I was going to wait till next year to replace my Avalanche. But I suppose that I'll have to replace it this year.

It's absolutely the best SUV ever.

I drove a Suburban for years, but was intrigued by the Avalanche a couple of years ago. Now, I can't imagine wanting anything else.

I have talked to people who have bought and sold a Volt and they can't say enough bad about it.

So you have a vehicle that owners revile and you subsidize it, while you have a vehicle that owners praise and you discontinue it. Sounds like the company is being run by business neophytes... Oh!... Wait a moment!... It is!

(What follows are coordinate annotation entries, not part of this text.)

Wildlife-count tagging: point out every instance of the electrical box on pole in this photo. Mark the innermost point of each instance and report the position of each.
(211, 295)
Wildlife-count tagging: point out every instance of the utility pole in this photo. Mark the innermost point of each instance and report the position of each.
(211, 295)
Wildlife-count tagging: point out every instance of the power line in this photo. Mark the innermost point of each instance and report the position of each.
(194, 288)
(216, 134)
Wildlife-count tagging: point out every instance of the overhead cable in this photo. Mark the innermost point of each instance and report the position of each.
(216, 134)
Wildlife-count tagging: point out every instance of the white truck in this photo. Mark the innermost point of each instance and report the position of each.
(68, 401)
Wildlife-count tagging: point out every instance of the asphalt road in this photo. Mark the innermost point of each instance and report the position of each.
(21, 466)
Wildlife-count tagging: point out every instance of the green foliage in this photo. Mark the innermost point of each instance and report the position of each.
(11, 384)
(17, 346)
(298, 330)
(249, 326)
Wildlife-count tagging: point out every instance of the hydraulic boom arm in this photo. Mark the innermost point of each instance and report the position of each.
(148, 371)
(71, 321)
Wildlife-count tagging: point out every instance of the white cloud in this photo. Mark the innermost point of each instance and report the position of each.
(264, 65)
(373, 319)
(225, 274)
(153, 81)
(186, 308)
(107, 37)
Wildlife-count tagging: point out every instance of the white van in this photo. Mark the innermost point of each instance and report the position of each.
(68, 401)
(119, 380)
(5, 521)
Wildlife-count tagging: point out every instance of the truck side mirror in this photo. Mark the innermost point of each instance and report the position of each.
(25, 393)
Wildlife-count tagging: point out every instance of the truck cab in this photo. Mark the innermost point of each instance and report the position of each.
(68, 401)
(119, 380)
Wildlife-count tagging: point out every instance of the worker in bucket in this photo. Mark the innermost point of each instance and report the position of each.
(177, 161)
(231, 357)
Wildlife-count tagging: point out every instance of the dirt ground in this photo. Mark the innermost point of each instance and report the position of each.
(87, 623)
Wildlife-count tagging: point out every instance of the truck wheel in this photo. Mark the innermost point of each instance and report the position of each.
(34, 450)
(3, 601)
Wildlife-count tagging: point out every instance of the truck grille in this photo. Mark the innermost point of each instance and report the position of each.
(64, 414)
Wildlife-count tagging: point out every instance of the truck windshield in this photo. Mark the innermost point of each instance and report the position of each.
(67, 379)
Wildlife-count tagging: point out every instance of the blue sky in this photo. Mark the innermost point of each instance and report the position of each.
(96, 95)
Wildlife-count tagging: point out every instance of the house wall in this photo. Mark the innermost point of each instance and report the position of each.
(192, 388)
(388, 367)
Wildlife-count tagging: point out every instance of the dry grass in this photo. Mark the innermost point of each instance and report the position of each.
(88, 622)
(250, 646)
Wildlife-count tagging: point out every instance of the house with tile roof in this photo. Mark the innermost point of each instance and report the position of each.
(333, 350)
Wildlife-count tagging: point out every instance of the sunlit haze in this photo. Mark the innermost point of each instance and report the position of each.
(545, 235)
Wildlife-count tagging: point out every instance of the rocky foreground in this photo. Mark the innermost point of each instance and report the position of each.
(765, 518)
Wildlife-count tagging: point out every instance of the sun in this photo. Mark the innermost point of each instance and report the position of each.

Comment by Peter D Sowatskey on May 1, 2012 at 12:12pm

I'm still waiting for the water car.  A Japenese fellow had one running around but he has fallen off the radar.  Also the fellow in Ohio and the one in Clearwater FL, both dead.

Anyone who has ever charged a regular battery knows the principal behind these water cars.  An electrical current put into water produces hydrogen gas.  That burns, explodes, with slightly less force than gasoline vapor. But it is enough force to propel an internal combustion motor.

The principal would be best used in a turbine motor, constant velocity, big flywheel to cover the torque demand of hilly driving.

That torque demand remains a problem yet, so most inventors use a gasoline back-up system for steep hills.  The fellow in Clearwater got so far as two HumVees sent to Iraq for testing before he was taken out.

You want to make one in your shop just bombard a water containing sphere with a high radio frequency.  You'll  find the right frequency with a bit of effort.  I hope I don't have to tell you about an outlet to a solid cylinder with a one way valve.  If I told you about the right frequency, we'd both be dead.

A heavy Wankle type motor might be enough to overcome the uneven torque demands married to the right automatic tramsmission.

Of course someone might declassify the data about fuel cells and then someone would figure out how to cram more electricity into it.  Not difficult with the right internal fluid mixture.  But we don't have enough coal mines to go that route.

The Chinese will release a water car before too long.  I'll just wait for that.

Peter Sowatskey  amazon.com/kindle/greenergreen

ps  don't forget to get ABSENTEE BALLOTS for the elderly in your circle come NOV.

Comment by Jim Coles on May 1, 2012 at 11:31am

You're in fine form today, Vern! I laughed out loud, brother.

Comment by Vern Shotwell on May 1, 2012 at 11:12am

The Volt is certainly a disaster of epic proportions!

I must admit that I had been considering a sportier vehicle, the  2012 GTxi SS/RT Sport Edition from GM.


But having heard the promotion of algae as an energy source, I am postponing my purchase. I've got an endless supply of pond scum that I could pour into the tank, you see!

Comment by Jim Coles on May 1, 2012 at 11:00am

MN ... I forgot about those government agency purchases...I wonder how useful those vehicles are?

Comment by mndasher on May 1, 2012 at 10:56am

The other thing with the Volt, many have been purchased by government; federal and state governments have purchased them.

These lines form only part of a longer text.